The perfectionist behavior might partly have been influenced by his father, Earl Woods. Tiger’s father was a military soldier and he brought him up in a militaristic manner. The elder Woods groomed Tiger from a young age and inculcated in him the desire to succeed. With the perfection required by his father, Tiger had enormous pressure to succeed. Therefore, it is little wonder that Tiger went on to break 80 at the age of eight and won the World Junior Championships six times ( four of those consecutively).
Another aspect of the social cognitive theory that is relevant to the case of Tiger Woods is the way evaluative standards trigger emotional outpour. According to the theory, individuals react with pride when they achieve their standards. However, they also react with dissatisfaction when they fail to meet those standards. When Tiger Woods won the U.S Junior Amateur, he was so overcome by the victory to the extent that tears streamed down his face. Indeed, it was a proud moment for him because he was on the right path towards attaining his goal. Winning the trophy was so dear to him that he was overcome by emotional grief.

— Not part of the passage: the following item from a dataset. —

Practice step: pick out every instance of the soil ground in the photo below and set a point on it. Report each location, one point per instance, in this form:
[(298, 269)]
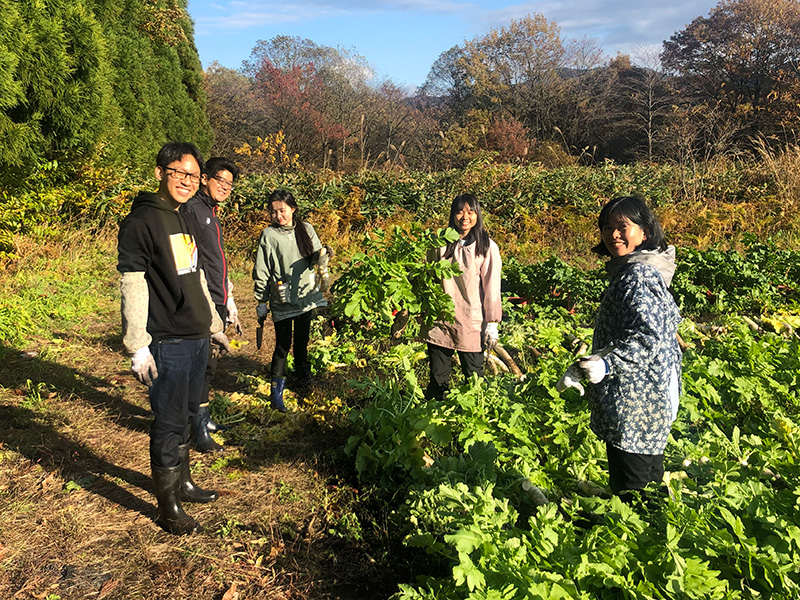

Wood’s perfectionist behavior also extends beyond professional golf. As a practicing Buddhist, Tiger acknowledges the role religion plays in his life. For instance, following his admission to infidelity, Tiger attributed his marital woes to his loosing track of religious teachings. He promised to work on his personality flaws and exercise restraint as taught in Buddhism. The desire to follow religious teachings as a map for his life further proves that Tiger strives to be a perfectionist in all his undertakings.
The social cognitive theory gives several key pointers to Tiger Wood’s perfectionist behavior. The desire to become the greatest golfer in history and the drive to succeed in other spheres of life inform Tiger’s perfectionist behavior. Positive reinforcement brought about by rewards pushes Tiger to achieve more and stop at nothing short of the greatest golfer in history.
Bussey, K., & Bandura, A. (1999). Social cognitive theory of gender development and
differentiation. Psychology Review , 106, 676-713.
Kennedy, A. (2013, May 24). Tiger Woods – can personality explain his behaviour?